With more single mothers are entering the dating scene, you may find yourself dating a single mum – whether divorced or never married. In either case, dating a single mother can be tricky.
For one thing, dating a single mum means you're not just dating her, you're also dating her child. And assuming the child's father is in the picture – i.e., he's still alive and lives close by – at some point, you will have to deal with him too.
When you first start dating a single mother, however, it might be months before you and the child(ren) meet. She may want to be sure the relationship is going somewhere before she introduces you to her child or children.
No single mother wants to introduce her children to a new partner, and then have to reintroduce them to another one three months later, so she'll want to see how the relationship between the two of you progresses.
She may also need to be certain you like children, and that you are safe to be around her kids, before she introduces them to you. It's not uncommon for those who prey on children, or who have a violent history with women, to date a single mother – so until she is certain that you are safe, you won't meet her kids.
Another thing you might notice when dating a single mum, is how little quality time you get to spend with her.
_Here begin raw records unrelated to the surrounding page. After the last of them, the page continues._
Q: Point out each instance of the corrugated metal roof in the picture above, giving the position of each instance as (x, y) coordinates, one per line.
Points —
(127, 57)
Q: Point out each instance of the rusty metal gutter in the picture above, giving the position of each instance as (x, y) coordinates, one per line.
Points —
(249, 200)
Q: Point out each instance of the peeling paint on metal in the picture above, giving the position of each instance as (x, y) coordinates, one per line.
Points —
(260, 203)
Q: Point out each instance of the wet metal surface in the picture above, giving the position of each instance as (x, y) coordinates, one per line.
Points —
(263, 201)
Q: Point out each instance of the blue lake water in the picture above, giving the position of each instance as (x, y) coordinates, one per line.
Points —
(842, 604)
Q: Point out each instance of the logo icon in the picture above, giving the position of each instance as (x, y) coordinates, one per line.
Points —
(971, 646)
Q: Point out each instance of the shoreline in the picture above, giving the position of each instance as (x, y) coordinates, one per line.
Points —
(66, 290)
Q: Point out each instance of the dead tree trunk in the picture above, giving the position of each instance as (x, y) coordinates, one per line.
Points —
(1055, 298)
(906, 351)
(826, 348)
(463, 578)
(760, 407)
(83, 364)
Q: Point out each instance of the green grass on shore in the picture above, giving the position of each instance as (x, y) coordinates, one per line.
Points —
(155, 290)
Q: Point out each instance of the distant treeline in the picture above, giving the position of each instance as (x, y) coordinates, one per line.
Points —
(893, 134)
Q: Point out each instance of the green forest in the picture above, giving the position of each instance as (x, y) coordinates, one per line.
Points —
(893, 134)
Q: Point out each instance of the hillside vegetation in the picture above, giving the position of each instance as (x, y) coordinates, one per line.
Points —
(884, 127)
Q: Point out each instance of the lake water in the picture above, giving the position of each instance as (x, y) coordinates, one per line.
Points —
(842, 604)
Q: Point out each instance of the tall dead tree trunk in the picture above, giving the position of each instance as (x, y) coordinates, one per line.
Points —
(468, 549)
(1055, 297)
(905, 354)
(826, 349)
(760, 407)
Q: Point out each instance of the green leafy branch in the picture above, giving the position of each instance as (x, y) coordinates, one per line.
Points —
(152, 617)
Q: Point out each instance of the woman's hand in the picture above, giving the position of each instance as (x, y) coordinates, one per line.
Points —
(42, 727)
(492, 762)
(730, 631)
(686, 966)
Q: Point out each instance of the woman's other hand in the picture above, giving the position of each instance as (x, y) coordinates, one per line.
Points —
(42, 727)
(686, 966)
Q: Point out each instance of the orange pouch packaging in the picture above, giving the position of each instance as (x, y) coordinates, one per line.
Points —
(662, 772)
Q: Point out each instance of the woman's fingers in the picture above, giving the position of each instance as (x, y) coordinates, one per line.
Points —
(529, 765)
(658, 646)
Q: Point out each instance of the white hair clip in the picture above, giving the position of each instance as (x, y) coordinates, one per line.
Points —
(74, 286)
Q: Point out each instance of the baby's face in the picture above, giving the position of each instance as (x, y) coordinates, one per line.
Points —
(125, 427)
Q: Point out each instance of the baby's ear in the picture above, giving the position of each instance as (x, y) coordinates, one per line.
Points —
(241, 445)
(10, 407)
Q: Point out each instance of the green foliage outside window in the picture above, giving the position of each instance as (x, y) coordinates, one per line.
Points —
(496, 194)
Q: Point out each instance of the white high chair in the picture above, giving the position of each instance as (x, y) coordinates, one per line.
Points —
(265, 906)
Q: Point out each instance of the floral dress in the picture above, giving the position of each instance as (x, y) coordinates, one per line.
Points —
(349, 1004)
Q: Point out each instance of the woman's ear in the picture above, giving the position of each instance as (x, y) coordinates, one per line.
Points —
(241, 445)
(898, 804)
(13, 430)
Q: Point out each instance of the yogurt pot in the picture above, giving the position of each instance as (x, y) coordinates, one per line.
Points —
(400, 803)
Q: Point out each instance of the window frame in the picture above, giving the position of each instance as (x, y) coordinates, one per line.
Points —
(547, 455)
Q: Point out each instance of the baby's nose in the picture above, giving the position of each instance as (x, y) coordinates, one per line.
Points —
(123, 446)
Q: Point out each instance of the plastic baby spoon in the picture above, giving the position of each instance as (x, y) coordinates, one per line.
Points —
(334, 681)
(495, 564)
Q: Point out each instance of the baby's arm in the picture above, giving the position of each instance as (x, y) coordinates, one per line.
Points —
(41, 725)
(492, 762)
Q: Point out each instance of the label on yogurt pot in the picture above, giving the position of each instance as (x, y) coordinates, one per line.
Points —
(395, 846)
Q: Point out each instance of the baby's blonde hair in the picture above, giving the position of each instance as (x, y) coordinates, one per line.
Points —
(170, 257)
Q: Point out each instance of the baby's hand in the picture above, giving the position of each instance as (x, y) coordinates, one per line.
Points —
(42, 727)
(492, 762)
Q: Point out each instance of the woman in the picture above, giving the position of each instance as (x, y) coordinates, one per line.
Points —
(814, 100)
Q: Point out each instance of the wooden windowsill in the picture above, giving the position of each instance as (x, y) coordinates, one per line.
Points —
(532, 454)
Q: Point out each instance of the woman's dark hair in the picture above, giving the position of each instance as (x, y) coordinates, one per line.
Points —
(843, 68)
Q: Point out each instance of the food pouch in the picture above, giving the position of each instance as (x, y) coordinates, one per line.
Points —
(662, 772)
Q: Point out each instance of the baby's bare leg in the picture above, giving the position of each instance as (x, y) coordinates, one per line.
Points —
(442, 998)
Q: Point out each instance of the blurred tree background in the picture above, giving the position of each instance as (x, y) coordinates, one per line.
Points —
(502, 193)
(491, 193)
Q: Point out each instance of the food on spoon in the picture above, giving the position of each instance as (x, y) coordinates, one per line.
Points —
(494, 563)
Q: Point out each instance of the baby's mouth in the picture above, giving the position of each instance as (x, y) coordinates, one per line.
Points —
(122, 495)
Since she has to plan all of her dates around a babysitter, a relative that loves spending time with her kids or live-in help, date nights might not be as spontaneous as you'd like them to be.
Once you have made it past the probationary period and she knows where the relationship is heading – and she's done a thorough screening of your criminal and background history – she will want to introduce you to her kids.
By this point, you might be both nervous and excited to meet them.
If it starts to look as if the two of you are getting really serious, it's likely her children will become an integral part of the relationship.
On the flip side, her child/children may not fall in love with you right away. Or you may wind up dealing with one or more children don't want to share their mum. If this happens, the key is to be calm, be patient, and be you. Sooner or later, they will warm up to you just like their mother did, and they will see all the wonderful things she saw in you.
Lastly, if it starts to look as if the two of you are getting really serious, it's likely her children will become an integral part of the relationship. You may even have to spend some quality time with the children alone, to see how well you get along when she is not around. During those times, it's important you continue being yourself.
However, it's also a good time to show them how much you care about them and their mother. The idea is to create a sense of safety and trust between all of you.
However, keep in mind that once you win their trust, they will expect for you to maintain that trust. So if you think you are not ready to commit to the mother and her children, now is the time to reconsider taking the relationship to the next level.
To conclude: if you're single and on the dating scene, then you have probably met some really great single mums. And while it's an adjustment to date a single mother, it can also be very rewarding.